豪縋さんはうれしそうにしているから、余計に恥ずかしい。
ひとしきり暴れ終えたあと、俺は豪縋さんの袖を引いた。
「……うん?」
「悪かったと思うなら豪縋さん特製のおっきいパンケーキつくって! アイスのっててはちみつたらすやつ!」
「……今からか?」
「いま! 謝るタイミング!!」
「……はいはい」
俺は記者会見みたいな謝罪では許さない。
ちゃんと誠意をもって謝ってもらわないと。
豪縋さんは笑いながら部屋を出て行った。次に帰ってくるときは大きな皿にふかふかのパンケーキを持ってくるのだろう。バニラアイスとはちみつがのっているやつ。お店で出せるくらいに美味しいやつ。
「……あれ、そいやメゾロンテ」
布団の中に一緒にいたはずのメゾロンテがいなくて、周囲を見渡した。
もぞもぞ足元のほうでなにかが動く。メゾロンテだ。
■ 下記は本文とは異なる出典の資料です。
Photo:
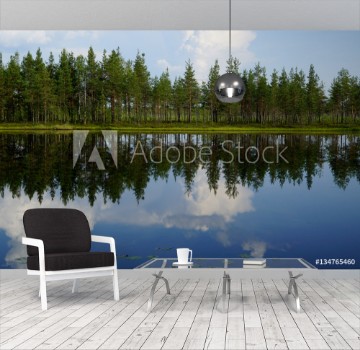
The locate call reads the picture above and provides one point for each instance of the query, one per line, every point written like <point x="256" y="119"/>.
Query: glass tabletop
<point x="229" y="263"/>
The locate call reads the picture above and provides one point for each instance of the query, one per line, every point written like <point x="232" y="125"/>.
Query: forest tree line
<point x="82" y="90"/>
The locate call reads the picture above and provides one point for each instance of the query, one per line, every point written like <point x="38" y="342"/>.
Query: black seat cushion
<point x="69" y="261"/>
<point x="62" y="230"/>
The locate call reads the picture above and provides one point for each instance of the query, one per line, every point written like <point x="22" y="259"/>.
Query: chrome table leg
<point x="158" y="277"/>
<point x="293" y="285"/>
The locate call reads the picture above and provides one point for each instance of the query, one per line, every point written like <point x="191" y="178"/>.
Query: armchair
<point x="58" y="246"/>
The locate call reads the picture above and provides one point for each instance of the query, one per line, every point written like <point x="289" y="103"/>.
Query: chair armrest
<point x="40" y="245"/>
<point x="105" y="239"/>
<point x="108" y="240"/>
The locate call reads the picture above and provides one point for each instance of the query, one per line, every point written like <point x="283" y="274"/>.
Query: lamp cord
<point x="229" y="30"/>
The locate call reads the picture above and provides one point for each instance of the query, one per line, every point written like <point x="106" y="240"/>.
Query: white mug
<point x="183" y="255"/>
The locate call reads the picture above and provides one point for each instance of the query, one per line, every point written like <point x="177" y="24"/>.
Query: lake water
<point x="243" y="195"/>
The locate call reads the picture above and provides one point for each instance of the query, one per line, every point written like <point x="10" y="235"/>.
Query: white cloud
<point x="204" y="47"/>
<point x="163" y="64"/>
<point x="202" y="202"/>
<point x="14" y="38"/>
<point x="257" y="248"/>
<point x="81" y="34"/>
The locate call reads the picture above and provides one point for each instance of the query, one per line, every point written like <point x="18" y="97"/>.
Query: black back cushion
<point x="62" y="230"/>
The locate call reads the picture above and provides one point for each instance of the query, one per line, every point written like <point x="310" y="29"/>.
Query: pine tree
<point x="212" y="101"/>
<point x="2" y="90"/>
<point x="113" y="80"/>
<point x="191" y="88"/>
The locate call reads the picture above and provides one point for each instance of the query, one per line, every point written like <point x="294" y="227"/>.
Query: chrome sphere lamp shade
<point x="229" y="87"/>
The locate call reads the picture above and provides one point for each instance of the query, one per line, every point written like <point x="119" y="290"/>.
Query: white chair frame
<point x="74" y="274"/>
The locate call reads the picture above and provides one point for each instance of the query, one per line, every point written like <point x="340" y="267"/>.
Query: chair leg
<point x="116" y="286"/>
<point x="75" y="286"/>
<point x="43" y="293"/>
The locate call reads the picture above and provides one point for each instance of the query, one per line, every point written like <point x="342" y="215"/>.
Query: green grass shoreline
<point x="178" y="128"/>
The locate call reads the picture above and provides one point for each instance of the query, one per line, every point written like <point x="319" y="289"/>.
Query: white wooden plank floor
<point x="258" y="314"/>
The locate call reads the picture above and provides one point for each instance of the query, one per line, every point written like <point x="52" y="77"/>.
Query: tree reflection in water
<point x="40" y="163"/>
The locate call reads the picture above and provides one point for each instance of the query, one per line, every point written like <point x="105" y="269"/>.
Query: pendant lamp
<point x="229" y="87"/>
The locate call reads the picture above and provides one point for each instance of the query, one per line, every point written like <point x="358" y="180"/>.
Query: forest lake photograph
<point x="180" y="194"/>
<point x="274" y="176"/>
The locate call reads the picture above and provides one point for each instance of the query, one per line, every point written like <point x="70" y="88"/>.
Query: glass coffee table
<point x="221" y="268"/>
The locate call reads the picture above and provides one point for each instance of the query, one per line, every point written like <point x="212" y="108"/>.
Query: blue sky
<point x="329" y="51"/>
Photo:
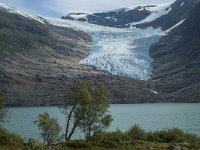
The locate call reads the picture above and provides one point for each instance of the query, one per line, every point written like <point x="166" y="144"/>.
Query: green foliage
<point x="7" y="138"/>
<point x="49" y="127"/>
<point x="171" y="135"/>
<point x="86" y="107"/>
<point x="2" y="100"/>
<point x="116" y="136"/>
<point x="33" y="145"/>
<point x="137" y="133"/>
<point x="2" y="109"/>
<point x="77" y="144"/>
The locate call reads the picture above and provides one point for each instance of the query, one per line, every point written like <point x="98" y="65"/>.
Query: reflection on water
<point x="148" y="116"/>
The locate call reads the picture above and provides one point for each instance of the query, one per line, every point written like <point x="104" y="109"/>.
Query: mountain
<point x="177" y="55"/>
<point x="123" y="17"/>
<point x="38" y="61"/>
<point x="40" y="57"/>
<point x="175" y="74"/>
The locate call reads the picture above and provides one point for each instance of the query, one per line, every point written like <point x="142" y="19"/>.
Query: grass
<point x="117" y="140"/>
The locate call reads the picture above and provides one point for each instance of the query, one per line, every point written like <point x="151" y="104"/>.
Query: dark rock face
<point x="181" y="10"/>
<point x="176" y="56"/>
<point x="117" y="18"/>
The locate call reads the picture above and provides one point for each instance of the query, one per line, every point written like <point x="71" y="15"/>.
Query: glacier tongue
<point x="123" y="52"/>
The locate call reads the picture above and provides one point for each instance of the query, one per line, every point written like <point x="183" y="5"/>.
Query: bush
<point x="49" y="127"/>
<point x="33" y="145"/>
<point x="77" y="144"/>
<point x="171" y="135"/>
<point x="137" y="133"/>
<point x="7" y="138"/>
<point x="117" y="136"/>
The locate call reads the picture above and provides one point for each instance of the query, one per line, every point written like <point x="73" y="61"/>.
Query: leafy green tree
<point x="86" y="107"/>
<point x="49" y="127"/>
<point x="96" y="114"/>
<point x="137" y="133"/>
<point x="2" y="108"/>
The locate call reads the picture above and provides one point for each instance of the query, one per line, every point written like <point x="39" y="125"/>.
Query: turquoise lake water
<point x="148" y="116"/>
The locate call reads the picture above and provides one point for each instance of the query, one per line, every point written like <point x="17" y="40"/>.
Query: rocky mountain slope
<point x="176" y="72"/>
<point x="123" y="17"/>
<point x="38" y="61"/>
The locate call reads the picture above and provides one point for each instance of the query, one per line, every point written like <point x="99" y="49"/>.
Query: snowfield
<point x="123" y="52"/>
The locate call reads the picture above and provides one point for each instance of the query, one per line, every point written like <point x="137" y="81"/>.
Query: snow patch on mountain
<point x="176" y="25"/>
<point x="23" y="13"/>
<point x="156" y="12"/>
<point x="123" y="52"/>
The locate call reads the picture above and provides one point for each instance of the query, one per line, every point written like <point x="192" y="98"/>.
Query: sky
<point x="58" y="8"/>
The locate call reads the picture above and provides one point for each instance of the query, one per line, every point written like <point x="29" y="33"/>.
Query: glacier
<point x="122" y="52"/>
<point x="118" y="51"/>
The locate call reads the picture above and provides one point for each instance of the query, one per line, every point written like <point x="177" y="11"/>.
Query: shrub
<point x="171" y="135"/>
<point x="33" y="145"/>
<point x="117" y="136"/>
<point x="77" y="144"/>
<point x="137" y="133"/>
<point x="49" y="127"/>
<point x="7" y="138"/>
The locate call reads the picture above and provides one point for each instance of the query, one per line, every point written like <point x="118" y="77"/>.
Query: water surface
<point x="148" y="116"/>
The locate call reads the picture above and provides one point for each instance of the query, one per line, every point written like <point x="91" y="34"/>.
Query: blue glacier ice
<point x="122" y="52"/>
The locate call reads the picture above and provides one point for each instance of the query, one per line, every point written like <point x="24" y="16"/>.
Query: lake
<point x="148" y="116"/>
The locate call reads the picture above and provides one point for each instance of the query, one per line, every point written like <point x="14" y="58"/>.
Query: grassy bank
<point x="134" y="139"/>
つぎはぎのネコで目は包帯で覆われていて、首にレースのリボンしている俺のキュートな相棒である。
「メゾロンテ~なあんでそないなところおるん? どした、さむかった?」
メゾロンテは「はわ」と持ち前の可愛い声でひと鳴きしてから、
「……馬に蹴られてはなるまいと思ったのです……」
と言った。
あ、それは本当にごめん。
パンケーキはいっしょに食べよな。